Etichettatura degli alimenti. Congruità fra immagini e lista ingredienti

Etichettatura degli alimenti. Congruità fra immagini e lista ingredienti

La Corte di Giustizia europea si è di recente pronunciata in merito ad una fattispecie verificatasi in Germania, su quali siano le caratteristiche fondamentali e imprescindibili che le etichette dei prodotti commerciali debbano riportare. La Corte, con la sentenza del 4 giugno 2015 causa C-195/14, ha sancito espressamente il divieto di apporre su un prodotto in commercio una rappresentazione grafica dell’etichettatura degli alimenti, che non trovi tuttavia corrispondenza nella lista degli ingredienti. Quest’ultima infatti deve essere redatta in forma oggettiva e analitica al fine di garantire la consapevolezza delle scelte di acquisto ai consumatori.

Il caso ha origine da una disputa giudiziale introitata presso un Tribunale tedesco da un’associazione per la tutela dei consumatori, la quale contestava la modalità di presentazione di una confezione di infuso ai frutti, adducendo che nel caso in specie fosse stata posta in essere una pratica commerciale sleale della legge nazionale sulla concorrenza sleale e del codice dei prodotti alimentari.

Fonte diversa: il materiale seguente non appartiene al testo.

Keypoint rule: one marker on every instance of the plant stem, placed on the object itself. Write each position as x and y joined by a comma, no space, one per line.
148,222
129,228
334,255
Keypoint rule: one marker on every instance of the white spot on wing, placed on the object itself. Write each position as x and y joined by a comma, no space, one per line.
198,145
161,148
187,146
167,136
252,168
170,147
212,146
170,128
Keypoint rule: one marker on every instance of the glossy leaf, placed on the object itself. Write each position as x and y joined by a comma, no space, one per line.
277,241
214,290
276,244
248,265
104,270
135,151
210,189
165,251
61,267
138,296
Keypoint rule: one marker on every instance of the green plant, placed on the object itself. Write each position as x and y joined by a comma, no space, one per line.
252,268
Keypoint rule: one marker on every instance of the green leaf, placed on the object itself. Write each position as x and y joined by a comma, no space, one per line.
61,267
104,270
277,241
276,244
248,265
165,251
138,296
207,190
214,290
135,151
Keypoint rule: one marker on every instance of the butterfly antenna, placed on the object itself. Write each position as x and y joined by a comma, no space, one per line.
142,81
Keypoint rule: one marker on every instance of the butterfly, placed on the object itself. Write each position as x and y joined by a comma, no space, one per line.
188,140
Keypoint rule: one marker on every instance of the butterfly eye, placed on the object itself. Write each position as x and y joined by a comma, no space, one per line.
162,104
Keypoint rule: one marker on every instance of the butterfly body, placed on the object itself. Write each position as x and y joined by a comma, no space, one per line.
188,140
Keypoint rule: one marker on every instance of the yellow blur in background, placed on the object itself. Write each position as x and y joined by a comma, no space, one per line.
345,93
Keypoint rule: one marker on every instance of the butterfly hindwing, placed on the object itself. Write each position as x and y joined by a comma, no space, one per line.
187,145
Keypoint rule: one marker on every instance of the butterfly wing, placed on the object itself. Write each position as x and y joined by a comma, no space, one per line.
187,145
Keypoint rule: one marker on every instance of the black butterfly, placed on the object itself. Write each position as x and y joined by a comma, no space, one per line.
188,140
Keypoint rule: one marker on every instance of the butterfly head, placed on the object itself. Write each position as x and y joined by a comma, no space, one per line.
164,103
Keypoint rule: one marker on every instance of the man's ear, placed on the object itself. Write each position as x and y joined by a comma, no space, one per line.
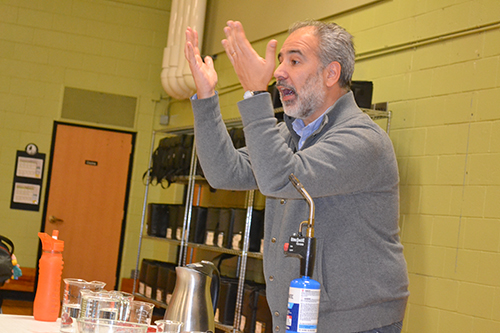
332,73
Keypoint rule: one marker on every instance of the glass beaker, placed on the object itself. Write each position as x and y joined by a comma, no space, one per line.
126,299
100,304
141,312
72,299
168,326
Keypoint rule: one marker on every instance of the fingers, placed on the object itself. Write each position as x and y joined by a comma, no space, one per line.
236,41
271,52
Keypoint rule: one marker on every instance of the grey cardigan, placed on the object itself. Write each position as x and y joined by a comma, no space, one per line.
349,168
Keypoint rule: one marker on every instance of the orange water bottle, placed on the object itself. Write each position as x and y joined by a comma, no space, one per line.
47,299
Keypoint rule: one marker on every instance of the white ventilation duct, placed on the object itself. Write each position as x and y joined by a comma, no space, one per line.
176,77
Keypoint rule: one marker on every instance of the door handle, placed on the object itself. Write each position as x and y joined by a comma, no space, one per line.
53,219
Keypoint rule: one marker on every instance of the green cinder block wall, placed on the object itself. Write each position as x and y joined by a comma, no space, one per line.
435,62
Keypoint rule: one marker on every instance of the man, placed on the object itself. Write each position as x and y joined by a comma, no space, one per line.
343,159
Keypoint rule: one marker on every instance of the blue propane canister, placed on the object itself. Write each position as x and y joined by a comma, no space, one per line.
303,305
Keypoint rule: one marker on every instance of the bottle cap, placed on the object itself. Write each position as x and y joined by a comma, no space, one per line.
51,244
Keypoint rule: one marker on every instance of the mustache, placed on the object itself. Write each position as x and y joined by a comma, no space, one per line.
283,84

Nel caso in oggetto infatti la confezione recava informazioni contraddittorie tra loro: da una parte venivano raffigurati lamponi e fiori di vaniglia, accompagnati dalle indicazioni “infuso ai frutti con aromi naturali” e “solo ingredienti naturali”; dall’altro nell’elenco degli ingredienti, accanto alla indicazione dei frutti che compongono l’infuso, si segnalava la presenza di “aroma naturale al gusto di vaniglia” e “al gusto di lampone”. Dunque, a detta dell’associazione ricorrente, esisteva una netta contraddizione tra quanto raffigurato nelle immagini del prodotto rispetto a quanto descritto analiticamente sull’etichetta del prodotto medesimo.

Il tribunale di merito, effettuato il giudizio, si era espresso nel senso di ritenere legittima l’etichettatura, sul presupposto che la normativa a tutela del consumatore dovesse essere interpretata tenendo conto delle aspettative del consumatore medio, il quale avrebbe potuto agevolmente dedurre la reale composizione del prodotto dalla lista degli ingredienti, che fornisce una informazione obbligatoria esatta e completa, tale da escludere di cadere in inganno.

In maniera difforme invero si è espressa la Suprema Corte tedesca, la quale ha sottoposto la questione pregiudiziale alla Corte di Giustizia, sollevando proprio il problema della interpretazione della locuzione “consumatore medio”, definito secondo una consolidata giurisprudenza della Corte di Giustizia come “normalmente informato e ragionevolmente attento e avveduto”. La Corte infatti si interrogava sulla possibilità che immagini e raffigurazione grafica di un alimento possano suggerire la presenza di un ingrediente non dichiarato nell’elenco degli ingredienti e, se tale elenco debba essere l’unico elemento dell’etichettatura dalla quale si debba dedurre l’assenza di un alimento, se in esso non compreso.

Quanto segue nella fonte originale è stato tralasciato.